# Ferrets in shops?



## WrabbitHerder (Sep 14, 2015)

I was having a joke with my sister earlier about taking one of my ferrets out 'shopping' (ill just be in pet stores honestly) with me, and now im honestly considering it. 
Im wanting to take my big boy as he is good on the lead but i would be carrying him the whole time (i do have a carrier but im also buying another tomorrow), i wont be alone so if he isn't allowed inside i will wait (or pass him whoever is with me).
what do you think the chances are that he is allowed? He is fine with people and very loving/cuddly, he doesn't get crazy excited and try and launch himself from my arms haha like one of the girls. We (me) wouldn't be going in any clothing stores because i dislike clothes shopping, not going in any cafes, just general stores that don't sell fresh produce.
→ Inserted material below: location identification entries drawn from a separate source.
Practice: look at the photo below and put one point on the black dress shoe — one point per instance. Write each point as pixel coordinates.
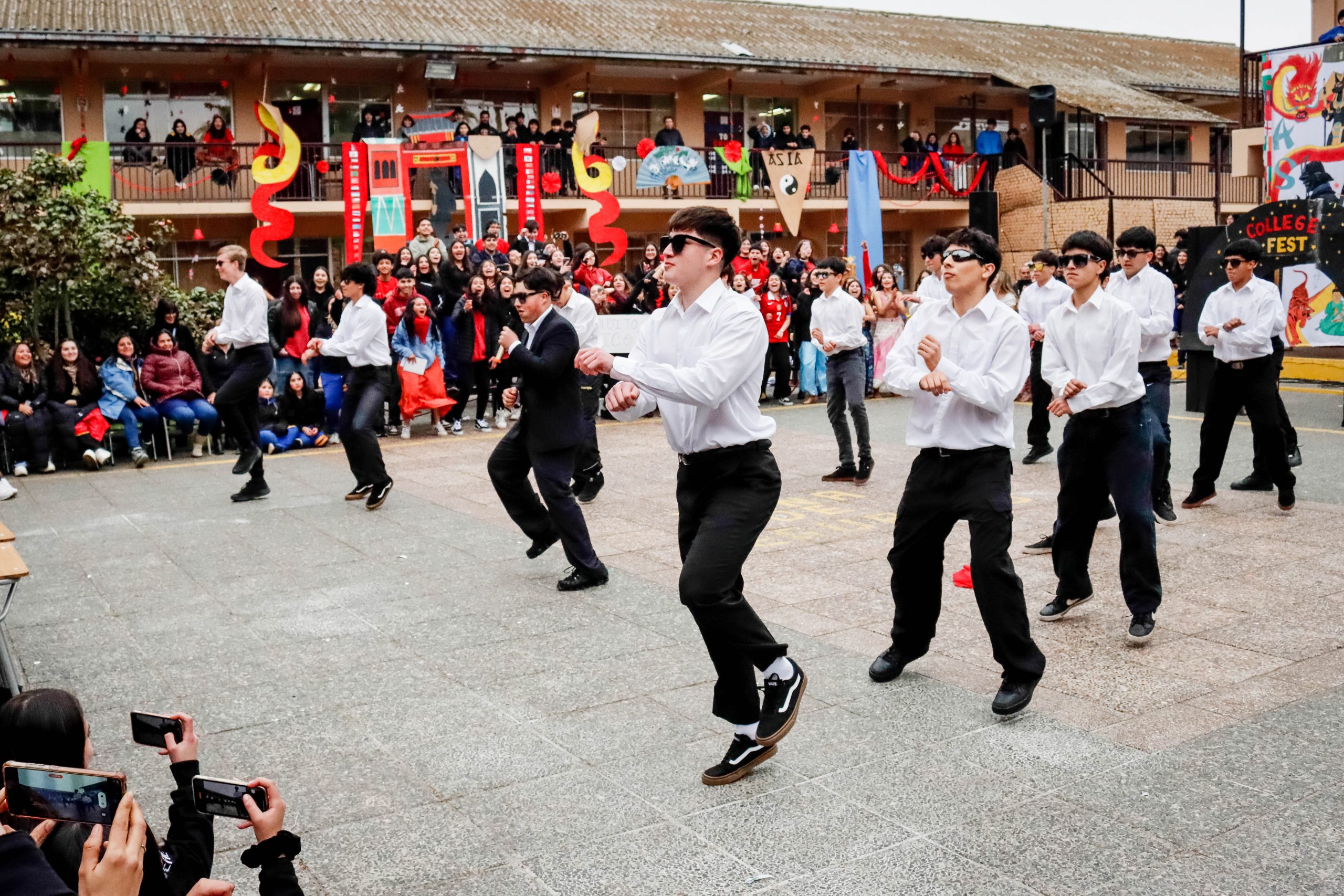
(889, 666)
(1012, 698)
(542, 546)
(580, 579)
(248, 460)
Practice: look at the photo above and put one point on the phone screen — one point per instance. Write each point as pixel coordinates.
(150, 729)
(65, 794)
(215, 797)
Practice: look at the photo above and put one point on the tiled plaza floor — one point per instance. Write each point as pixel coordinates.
(441, 721)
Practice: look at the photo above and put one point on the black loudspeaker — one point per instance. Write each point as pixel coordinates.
(1041, 105)
(984, 212)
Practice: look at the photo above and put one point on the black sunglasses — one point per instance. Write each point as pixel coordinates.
(679, 241)
(1078, 260)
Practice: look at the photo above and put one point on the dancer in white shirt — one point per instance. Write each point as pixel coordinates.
(964, 362)
(1240, 320)
(245, 331)
(1092, 363)
(698, 361)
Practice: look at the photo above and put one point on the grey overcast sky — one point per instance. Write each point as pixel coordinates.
(1269, 23)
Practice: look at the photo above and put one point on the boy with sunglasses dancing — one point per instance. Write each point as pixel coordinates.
(1090, 361)
(698, 361)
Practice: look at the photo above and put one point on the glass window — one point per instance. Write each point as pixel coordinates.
(30, 112)
(162, 102)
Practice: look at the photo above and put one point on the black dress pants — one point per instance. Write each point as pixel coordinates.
(1108, 450)
(366, 390)
(945, 487)
(725, 498)
(1254, 386)
(236, 399)
(561, 515)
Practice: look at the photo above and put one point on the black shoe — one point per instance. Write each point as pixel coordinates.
(743, 755)
(780, 705)
(889, 666)
(542, 546)
(580, 579)
(1196, 499)
(1012, 698)
(1037, 453)
(248, 460)
(1059, 606)
(1140, 628)
(843, 473)
(1253, 483)
(1045, 546)
(591, 489)
(250, 492)
(378, 495)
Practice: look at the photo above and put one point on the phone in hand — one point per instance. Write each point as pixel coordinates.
(77, 796)
(224, 797)
(150, 729)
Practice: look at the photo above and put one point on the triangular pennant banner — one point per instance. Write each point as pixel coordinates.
(791, 172)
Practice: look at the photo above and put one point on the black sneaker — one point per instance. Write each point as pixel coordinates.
(843, 473)
(1140, 628)
(743, 755)
(1059, 606)
(780, 705)
(1045, 546)
(1037, 453)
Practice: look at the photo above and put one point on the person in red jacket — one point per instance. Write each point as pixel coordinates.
(171, 379)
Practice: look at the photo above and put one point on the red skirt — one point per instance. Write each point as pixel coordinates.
(421, 392)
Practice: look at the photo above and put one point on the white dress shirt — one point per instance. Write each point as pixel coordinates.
(1153, 299)
(245, 315)
(362, 335)
(582, 315)
(701, 367)
(1097, 345)
(839, 316)
(1037, 301)
(1258, 304)
(985, 358)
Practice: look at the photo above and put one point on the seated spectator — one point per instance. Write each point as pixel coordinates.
(29, 422)
(301, 413)
(124, 398)
(172, 382)
(73, 392)
(420, 366)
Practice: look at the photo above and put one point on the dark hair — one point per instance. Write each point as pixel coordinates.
(362, 275)
(1092, 242)
(1247, 249)
(980, 244)
(44, 726)
(713, 225)
(1138, 238)
(933, 246)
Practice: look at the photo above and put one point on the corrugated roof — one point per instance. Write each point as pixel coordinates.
(1095, 70)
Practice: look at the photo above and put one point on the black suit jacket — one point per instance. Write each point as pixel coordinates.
(549, 385)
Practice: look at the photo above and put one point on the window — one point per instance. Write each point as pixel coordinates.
(160, 104)
(30, 112)
(625, 117)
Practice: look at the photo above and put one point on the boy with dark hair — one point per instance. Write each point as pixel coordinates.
(838, 331)
(963, 361)
(1240, 320)
(1092, 363)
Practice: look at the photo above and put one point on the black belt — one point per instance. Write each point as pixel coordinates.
(718, 455)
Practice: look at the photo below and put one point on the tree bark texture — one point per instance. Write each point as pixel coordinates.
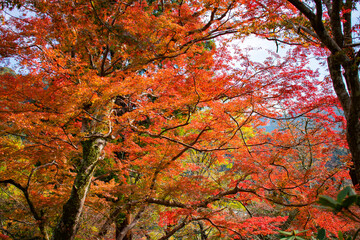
(68, 224)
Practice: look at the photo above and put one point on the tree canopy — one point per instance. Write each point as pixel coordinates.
(140, 119)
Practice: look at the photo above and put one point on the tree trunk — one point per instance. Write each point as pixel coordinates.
(68, 224)
(121, 222)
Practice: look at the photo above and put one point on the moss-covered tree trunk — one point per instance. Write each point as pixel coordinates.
(68, 224)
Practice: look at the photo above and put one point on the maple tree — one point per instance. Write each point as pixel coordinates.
(327, 30)
(127, 113)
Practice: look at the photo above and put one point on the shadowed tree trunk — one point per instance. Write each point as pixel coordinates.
(68, 224)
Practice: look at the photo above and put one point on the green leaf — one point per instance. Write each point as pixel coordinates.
(321, 234)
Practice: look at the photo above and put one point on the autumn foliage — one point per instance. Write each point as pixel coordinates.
(140, 120)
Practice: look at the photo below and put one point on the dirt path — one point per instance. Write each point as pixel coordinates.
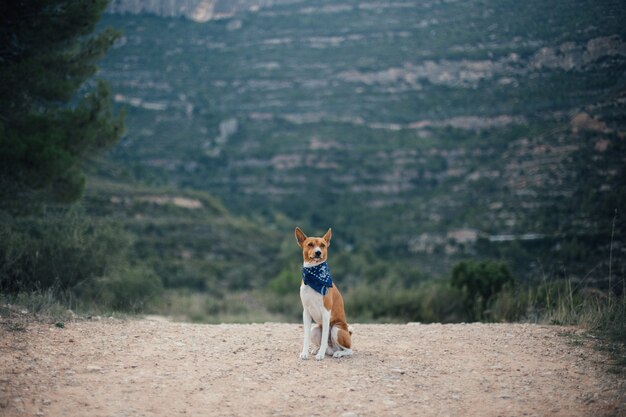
(155, 368)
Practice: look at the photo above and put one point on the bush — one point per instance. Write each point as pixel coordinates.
(58, 251)
(130, 289)
(78, 259)
(480, 281)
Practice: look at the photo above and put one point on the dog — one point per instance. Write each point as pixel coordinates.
(321, 301)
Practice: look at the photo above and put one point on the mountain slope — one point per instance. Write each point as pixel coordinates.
(455, 129)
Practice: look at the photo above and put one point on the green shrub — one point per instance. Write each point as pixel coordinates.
(481, 281)
(130, 289)
(59, 250)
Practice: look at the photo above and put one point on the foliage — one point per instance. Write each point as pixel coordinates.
(59, 251)
(46, 130)
(480, 282)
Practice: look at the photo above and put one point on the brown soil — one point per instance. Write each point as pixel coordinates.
(157, 368)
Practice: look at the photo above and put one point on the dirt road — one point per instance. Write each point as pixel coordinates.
(156, 368)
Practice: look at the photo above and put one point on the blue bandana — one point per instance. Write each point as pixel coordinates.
(318, 277)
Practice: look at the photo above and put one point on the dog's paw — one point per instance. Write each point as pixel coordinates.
(341, 353)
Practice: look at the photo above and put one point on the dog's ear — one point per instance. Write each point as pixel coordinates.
(300, 236)
(328, 235)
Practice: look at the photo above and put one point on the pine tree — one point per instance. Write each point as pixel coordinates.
(52, 117)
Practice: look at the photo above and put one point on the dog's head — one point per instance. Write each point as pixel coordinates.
(314, 249)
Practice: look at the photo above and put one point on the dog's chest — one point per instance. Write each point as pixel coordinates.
(313, 302)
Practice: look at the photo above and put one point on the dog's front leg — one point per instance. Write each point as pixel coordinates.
(306, 322)
(325, 330)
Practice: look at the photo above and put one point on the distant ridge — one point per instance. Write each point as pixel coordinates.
(196, 10)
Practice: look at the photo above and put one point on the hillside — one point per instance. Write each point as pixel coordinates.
(422, 131)
(157, 368)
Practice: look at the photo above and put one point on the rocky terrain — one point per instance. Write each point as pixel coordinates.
(465, 128)
(153, 367)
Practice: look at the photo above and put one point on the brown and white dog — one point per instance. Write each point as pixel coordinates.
(321, 301)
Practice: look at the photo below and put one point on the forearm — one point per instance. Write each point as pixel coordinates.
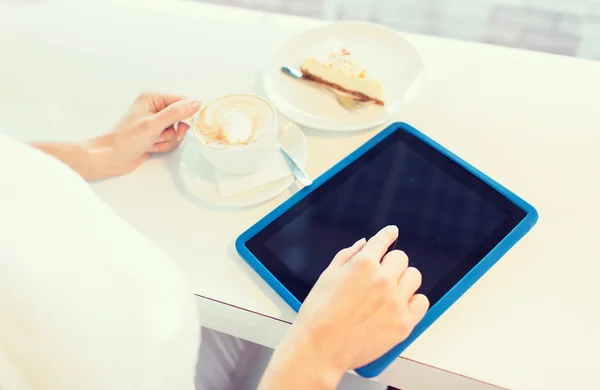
(87, 158)
(296, 365)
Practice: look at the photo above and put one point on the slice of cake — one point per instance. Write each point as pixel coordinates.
(333, 65)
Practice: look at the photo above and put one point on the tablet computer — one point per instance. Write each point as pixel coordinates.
(454, 221)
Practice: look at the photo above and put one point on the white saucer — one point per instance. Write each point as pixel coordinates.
(386, 55)
(197, 175)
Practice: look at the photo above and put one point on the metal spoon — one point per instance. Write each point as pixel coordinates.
(348, 102)
(298, 172)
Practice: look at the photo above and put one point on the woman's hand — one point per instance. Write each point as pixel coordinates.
(146, 128)
(363, 304)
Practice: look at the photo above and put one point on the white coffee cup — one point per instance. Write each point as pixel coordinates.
(238, 158)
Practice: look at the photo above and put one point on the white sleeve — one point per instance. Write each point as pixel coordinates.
(86, 302)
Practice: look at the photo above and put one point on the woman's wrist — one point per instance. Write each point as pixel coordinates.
(90, 159)
(299, 363)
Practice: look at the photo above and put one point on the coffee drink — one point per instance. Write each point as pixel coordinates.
(238, 133)
(235, 120)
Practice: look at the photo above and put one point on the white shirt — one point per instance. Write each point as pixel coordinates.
(86, 302)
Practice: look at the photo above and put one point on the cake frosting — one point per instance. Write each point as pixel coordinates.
(333, 64)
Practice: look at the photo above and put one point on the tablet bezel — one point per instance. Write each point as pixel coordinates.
(453, 294)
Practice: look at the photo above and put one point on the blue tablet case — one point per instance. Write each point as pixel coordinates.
(376, 367)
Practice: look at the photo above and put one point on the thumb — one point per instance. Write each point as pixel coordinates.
(175, 112)
(346, 254)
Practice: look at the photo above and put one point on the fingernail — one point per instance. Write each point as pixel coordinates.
(391, 229)
(359, 242)
(192, 104)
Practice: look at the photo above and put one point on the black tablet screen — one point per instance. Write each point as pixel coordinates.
(448, 218)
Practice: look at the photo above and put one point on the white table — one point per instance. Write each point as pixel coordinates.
(530, 120)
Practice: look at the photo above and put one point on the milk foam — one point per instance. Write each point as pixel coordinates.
(234, 120)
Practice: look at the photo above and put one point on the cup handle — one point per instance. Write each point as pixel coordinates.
(189, 121)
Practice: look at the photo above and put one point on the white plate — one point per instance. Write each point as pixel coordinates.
(198, 178)
(386, 55)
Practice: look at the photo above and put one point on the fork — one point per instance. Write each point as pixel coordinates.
(350, 103)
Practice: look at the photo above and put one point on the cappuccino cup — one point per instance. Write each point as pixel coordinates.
(237, 133)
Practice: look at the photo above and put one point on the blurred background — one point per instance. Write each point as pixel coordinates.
(567, 27)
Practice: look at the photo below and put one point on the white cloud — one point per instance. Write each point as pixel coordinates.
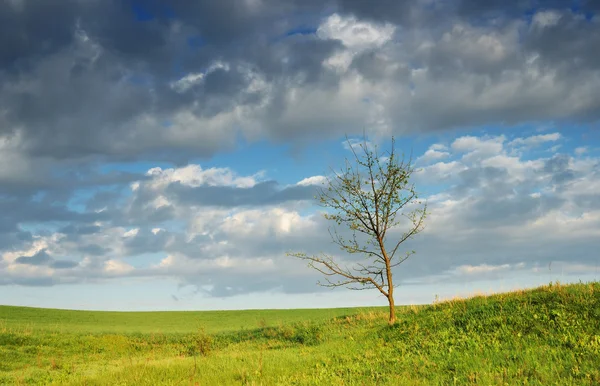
(535, 140)
(433, 155)
(194, 176)
(117, 267)
(354, 34)
(314, 180)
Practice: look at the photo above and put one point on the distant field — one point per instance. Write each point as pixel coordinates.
(545, 336)
(163, 322)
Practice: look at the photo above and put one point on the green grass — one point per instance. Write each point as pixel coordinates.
(549, 335)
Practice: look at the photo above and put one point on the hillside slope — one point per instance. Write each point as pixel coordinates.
(549, 335)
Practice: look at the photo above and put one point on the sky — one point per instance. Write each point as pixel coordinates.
(163, 155)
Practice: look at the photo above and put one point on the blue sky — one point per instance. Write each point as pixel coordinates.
(158, 157)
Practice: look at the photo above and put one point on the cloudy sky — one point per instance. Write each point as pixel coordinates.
(165, 155)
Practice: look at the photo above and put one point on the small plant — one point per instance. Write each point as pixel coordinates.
(201, 343)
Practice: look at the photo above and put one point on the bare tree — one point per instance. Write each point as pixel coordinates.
(368, 197)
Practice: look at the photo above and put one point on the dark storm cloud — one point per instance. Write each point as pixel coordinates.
(79, 78)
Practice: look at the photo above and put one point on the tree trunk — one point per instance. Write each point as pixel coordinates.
(392, 319)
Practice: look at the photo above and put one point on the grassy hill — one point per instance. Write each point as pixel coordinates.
(549, 335)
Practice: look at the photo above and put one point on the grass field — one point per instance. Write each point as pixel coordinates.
(546, 336)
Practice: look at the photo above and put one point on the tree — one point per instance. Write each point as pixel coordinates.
(368, 198)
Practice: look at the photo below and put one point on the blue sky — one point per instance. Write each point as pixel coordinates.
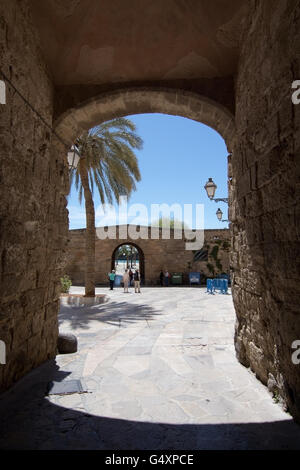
(178, 157)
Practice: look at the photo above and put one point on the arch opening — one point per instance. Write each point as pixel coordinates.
(125, 102)
(128, 255)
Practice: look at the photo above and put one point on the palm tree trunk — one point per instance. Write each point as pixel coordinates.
(90, 231)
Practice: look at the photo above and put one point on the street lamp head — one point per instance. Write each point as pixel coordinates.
(219, 214)
(210, 188)
(73, 158)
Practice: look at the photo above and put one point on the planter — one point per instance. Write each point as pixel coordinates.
(79, 300)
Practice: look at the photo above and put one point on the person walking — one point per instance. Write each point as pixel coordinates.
(161, 278)
(130, 277)
(137, 282)
(112, 276)
(126, 280)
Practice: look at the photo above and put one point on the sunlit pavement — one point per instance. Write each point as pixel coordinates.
(160, 373)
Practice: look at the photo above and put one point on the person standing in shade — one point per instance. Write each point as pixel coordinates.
(137, 282)
(167, 275)
(112, 276)
(126, 280)
(130, 277)
(161, 278)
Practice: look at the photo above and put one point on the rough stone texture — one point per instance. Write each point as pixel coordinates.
(265, 210)
(158, 254)
(33, 218)
(66, 343)
(87, 113)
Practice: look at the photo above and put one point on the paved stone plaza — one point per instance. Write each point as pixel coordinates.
(160, 372)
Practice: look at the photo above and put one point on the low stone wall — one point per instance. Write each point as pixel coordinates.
(158, 254)
(265, 202)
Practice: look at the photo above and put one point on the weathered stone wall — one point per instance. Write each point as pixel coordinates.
(33, 218)
(265, 212)
(158, 254)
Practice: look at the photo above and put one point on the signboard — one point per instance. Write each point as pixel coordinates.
(194, 278)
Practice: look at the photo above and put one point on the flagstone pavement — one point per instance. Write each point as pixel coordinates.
(160, 372)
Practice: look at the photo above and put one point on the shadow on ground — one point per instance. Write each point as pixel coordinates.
(113, 313)
(29, 421)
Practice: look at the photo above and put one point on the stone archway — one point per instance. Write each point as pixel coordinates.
(129, 101)
(141, 258)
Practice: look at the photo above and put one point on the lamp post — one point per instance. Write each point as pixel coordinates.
(219, 214)
(73, 158)
(210, 188)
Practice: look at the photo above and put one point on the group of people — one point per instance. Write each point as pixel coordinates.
(128, 278)
(164, 278)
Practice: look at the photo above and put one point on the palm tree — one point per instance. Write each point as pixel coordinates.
(108, 163)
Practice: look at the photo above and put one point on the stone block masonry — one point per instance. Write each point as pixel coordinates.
(265, 209)
(33, 216)
(158, 254)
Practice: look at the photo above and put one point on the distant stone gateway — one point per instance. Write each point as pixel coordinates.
(154, 255)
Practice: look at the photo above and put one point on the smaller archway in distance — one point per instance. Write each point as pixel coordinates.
(128, 256)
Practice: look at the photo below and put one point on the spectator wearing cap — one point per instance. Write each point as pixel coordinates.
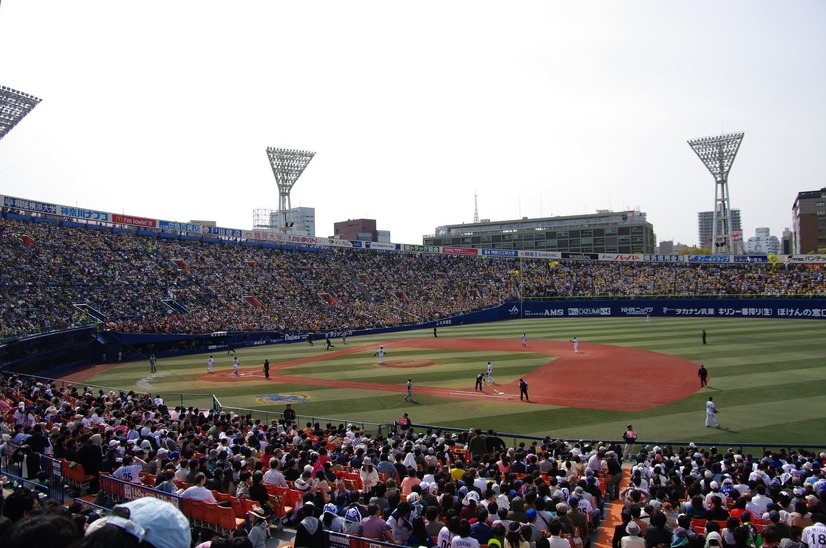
(579, 519)
(257, 534)
(373, 526)
(154, 522)
(562, 510)
(463, 538)
(620, 529)
(530, 521)
(469, 505)
(657, 533)
(399, 523)
(330, 519)
(198, 491)
(369, 476)
(353, 518)
(480, 530)
(632, 538)
(130, 469)
(309, 533)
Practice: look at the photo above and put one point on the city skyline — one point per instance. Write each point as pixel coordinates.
(539, 109)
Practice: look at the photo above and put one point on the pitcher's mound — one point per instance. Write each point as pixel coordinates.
(408, 363)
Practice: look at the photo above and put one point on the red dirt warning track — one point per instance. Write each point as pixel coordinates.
(598, 377)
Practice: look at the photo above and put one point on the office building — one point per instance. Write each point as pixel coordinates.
(601, 232)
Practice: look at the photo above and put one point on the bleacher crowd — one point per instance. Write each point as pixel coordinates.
(152, 284)
(413, 488)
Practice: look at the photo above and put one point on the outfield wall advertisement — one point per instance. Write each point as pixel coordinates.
(199, 230)
(708, 308)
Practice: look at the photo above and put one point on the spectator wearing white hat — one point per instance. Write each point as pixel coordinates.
(157, 523)
(369, 476)
(633, 540)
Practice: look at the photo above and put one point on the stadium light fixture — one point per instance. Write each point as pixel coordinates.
(14, 106)
(287, 166)
(717, 154)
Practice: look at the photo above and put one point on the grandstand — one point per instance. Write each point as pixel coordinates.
(108, 288)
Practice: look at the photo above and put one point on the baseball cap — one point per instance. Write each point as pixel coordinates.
(472, 495)
(152, 520)
(352, 515)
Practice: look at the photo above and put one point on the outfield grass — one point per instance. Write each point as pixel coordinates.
(768, 378)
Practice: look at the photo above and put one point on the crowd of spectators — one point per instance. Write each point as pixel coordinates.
(464, 489)
(154, 284)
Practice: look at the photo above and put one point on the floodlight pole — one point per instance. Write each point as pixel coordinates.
(14, 106)
(287, 166)
(718, 153)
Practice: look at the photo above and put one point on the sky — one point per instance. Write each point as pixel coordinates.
(417, 112)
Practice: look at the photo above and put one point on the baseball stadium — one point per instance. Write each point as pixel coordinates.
(120, 329)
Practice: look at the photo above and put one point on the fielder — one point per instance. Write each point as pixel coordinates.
(711, 411)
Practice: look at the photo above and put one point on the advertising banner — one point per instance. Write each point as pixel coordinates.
(499, 252)
(124, 491)
(134, 221)
(29, 205)
(620, 258)
(556, 255)
(382, 246)
(460, 251)
(179, 227)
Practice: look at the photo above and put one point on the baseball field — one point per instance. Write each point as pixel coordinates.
(767, 378)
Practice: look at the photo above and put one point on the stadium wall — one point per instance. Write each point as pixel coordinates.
(58, 352)
(134, 346)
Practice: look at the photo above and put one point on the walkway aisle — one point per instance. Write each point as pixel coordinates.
(612, 517)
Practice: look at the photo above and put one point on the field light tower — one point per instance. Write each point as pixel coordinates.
(717, 153)
(287, 166)
(14, 105)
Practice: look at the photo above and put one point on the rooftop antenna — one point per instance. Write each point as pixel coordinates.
(14, 106)
(718, 153)
(287, 166)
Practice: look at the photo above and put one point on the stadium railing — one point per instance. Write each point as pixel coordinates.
(372, 428)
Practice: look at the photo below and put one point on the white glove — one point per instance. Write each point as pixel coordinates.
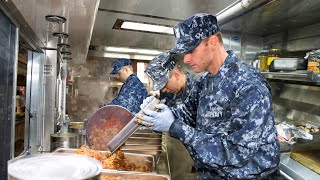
(146, 101)
(160, 120)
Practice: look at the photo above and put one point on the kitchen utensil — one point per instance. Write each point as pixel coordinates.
(104, 124)
(129, 129)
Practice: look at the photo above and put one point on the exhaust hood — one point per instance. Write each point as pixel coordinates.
(79, 14)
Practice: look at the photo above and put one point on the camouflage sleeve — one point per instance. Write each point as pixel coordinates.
(131, 95)
(252, 128)
(187, 111)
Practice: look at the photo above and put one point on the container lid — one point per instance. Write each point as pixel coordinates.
(54, 166)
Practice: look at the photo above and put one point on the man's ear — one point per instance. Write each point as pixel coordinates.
(213, 42)
(176, 74)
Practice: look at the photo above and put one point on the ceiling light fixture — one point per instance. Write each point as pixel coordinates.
(143, 27)
(132, 50)
(121, 55)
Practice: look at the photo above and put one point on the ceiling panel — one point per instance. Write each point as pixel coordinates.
(165, 12)
(277, 16)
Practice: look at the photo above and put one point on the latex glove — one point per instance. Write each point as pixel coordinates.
(159, 120)
(146, 101)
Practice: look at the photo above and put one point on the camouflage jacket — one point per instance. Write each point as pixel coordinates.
(173, 99)
(131, 94)
(227, 124)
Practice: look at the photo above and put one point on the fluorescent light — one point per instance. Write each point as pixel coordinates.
(132, 50)
(124, 55)
(146, 27)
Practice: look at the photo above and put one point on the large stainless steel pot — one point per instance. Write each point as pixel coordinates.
(54, 166)
(67, 140)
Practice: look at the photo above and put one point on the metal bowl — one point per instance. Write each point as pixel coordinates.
(54, 166)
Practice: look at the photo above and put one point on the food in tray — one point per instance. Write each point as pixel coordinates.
(309, 128)
(104, 132)
(106, 177)
(116, 161)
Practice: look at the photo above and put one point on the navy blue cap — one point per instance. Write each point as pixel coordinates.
(118, 64)
(159, 70)
(190, 33)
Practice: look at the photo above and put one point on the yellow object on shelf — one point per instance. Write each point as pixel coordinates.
(263, 56)
(273, 54)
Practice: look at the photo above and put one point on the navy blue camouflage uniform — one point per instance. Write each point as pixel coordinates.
(177, 98)
(227, 124)
(132, 92)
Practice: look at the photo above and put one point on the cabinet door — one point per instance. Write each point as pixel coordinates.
(8, 73)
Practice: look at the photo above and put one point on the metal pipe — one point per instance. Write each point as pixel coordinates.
(238, 9)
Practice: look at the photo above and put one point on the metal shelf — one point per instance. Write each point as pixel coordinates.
(296, 77)
(295, 170)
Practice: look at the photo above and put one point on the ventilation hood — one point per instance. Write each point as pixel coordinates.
(31, 18)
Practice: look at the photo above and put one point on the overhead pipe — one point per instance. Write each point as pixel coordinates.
(239, 8)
This would take the very max. of 1-2hrs


----------



## Lil Miss (Dec 11, 2010)

general shops no, but pet shops yes if you really want to take him out i would only take him for a trip to a pet shop, no other shops and not out for such a long time either


----------



## MrJsk (Mar 14, 2014)

I have seen people take their larger lizards (tegu's, iguanas) into pet shops. Also have seen palm civets and skunks, so I don't see why you would be refused entry with a ferret.

Where I used to live , Waltham Cross / Enfield, there was a guy who you would regularly see walking he's alpaca around town..


----------



## Frolicking Ferrets (Mar 1, 2016)

I've taken my ferrets into pet shops and general shops without a problem, probably because I keep my ferrets in my hoodie pocket :Cat


----------



## delca1 (Oct 29, 2011)

I don't really understand why people take their pets shopping, admittedly I've only seen dogs in pet shops, I just think it's un-necessary, also a bit unfair on the dogs wandering around smelling all that food and many times I've heard dogs growling or barking at others. some dogs are even allowed to cock their legs against displays - nice!!
I suppose it's different with other animals, wouldn't you be worried about a dog picking up the ferrets scent and try to chase/catch it? How would your ferret feel if this happened?


----------



## Frolicking Ferrets (Mar 1, 2016)

@delca1 My ferrets are either in my hoodie pocket, hood or I'm holding them, if I know or think there's a dog in the area then I keep my ferret off the ground and out of the sight of the dog.


----------